Il est donc inutile d’argumenter contre John Kerry, puisqu’il nous fait clairement savoir que le problème (celui de ce que nous nommons “vérité de la situation”) ne l’intéresse pas. Il n’y a pas de lieu, ni de crise, où cette attitude est si voyante jusqu’à la caricature qu’en Ukraine, qui est le champ le plus extraordinaire de la manipulation de la réalité, laquelle ressemble à une bulle de savon rebondissant de version en version ou un ballon de football servant aux exploits virevoltants d’une des plus grandes équipes du Brésil de l’histoire, par exemple celle de 1958 avec Pelé et Garrincha. Le point le plus remarquable de la situation de la communication, en Ukraine, c’est l’entremêlement et les chocs divers entre les différentes versions données par le même côté, puisqu’on sait que les artistes de la réalité considérée comme un ballon rond en état de dribble permanent se trouvent essentiellement du côté de Kiev... Eh bien, dans ce désordre, remettez-vous-en aux réseaux sociaux !

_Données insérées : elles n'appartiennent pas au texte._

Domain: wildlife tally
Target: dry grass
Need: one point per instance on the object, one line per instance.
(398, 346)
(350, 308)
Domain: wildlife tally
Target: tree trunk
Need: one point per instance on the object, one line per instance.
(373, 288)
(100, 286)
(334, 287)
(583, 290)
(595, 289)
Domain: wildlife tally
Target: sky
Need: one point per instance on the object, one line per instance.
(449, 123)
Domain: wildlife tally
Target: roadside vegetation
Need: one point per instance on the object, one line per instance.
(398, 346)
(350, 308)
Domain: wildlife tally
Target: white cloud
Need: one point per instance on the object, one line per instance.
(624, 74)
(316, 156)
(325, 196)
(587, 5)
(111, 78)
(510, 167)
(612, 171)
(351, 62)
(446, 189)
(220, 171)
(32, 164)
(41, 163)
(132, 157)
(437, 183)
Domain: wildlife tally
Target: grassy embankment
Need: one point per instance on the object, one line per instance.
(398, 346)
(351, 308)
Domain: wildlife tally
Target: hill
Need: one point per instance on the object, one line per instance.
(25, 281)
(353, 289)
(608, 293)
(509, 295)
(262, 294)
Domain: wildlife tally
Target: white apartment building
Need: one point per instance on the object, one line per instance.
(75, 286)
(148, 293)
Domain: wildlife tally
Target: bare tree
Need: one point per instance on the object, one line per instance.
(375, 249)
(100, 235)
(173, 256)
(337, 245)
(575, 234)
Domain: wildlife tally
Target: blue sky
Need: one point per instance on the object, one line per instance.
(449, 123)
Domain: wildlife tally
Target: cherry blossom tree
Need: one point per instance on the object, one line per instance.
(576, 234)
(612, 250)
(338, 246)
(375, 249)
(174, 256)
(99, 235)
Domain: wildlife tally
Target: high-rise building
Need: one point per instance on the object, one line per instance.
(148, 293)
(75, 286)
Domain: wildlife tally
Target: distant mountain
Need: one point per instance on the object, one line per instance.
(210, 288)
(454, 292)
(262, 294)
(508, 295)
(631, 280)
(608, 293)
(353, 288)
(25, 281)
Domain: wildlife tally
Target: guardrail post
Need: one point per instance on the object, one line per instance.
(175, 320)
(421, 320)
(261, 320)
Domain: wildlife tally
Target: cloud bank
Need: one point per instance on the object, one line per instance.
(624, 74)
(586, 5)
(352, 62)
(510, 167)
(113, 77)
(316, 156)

Cette étrange objurgation du secrétaire d’État des États-Unis ne peut être tombée dans l’oreille d’un sourd, dans tous les cas pour notre compte. Elle représente, si elle est prise avec suffisamment d’habileté et de savoir-faire, comme une reconnaissance implicite du pouvoir que peuvent effectivement exercer ces réseaux sociaux, savoir le réseau en général, ou l’internet si l’on veut ; lorsqu’“il nous fait clairement savoir que le problème (celui de ce que nous nommons ‘vérité de la situation’) ne l’intéresse pas”, Kerry ajoute in fine que ce problème-là nous concerne, nous “réseaux sociaux” ... Nous actons la chose avec empressement, en observant une fois de plus que l’Ukraine concrétise, à ce point de l’évolution de la crise du Système, le désordre extraordinaire produit par l’évolution des pouvoirs politiques au service du Système, particulièrement celui des USA, particulièrement depuis 9/11 où il fut décrété que la réalité était désormais un objet absolument subjectif soumis à l’appréciation de chacun, selon les intérêts de chacun. (Comme nous l’appréciions dès l’attaque contre l’Afghanistan, et cela rapporté le 13 mars 2003 : « Nous autres, analystes, journalistes, hommes de l'information et du commentaire politique, nous sommes placés devant un monde étrange. (Cela, pour ceux qui s'en avisent.) II n'existe plus de réalité objective mais une multitude d'affirmations subjectives. A nous de trouver, au milieu de l'amas des mensonges-vérités, ce qui rend compte de la réalité du monde...»)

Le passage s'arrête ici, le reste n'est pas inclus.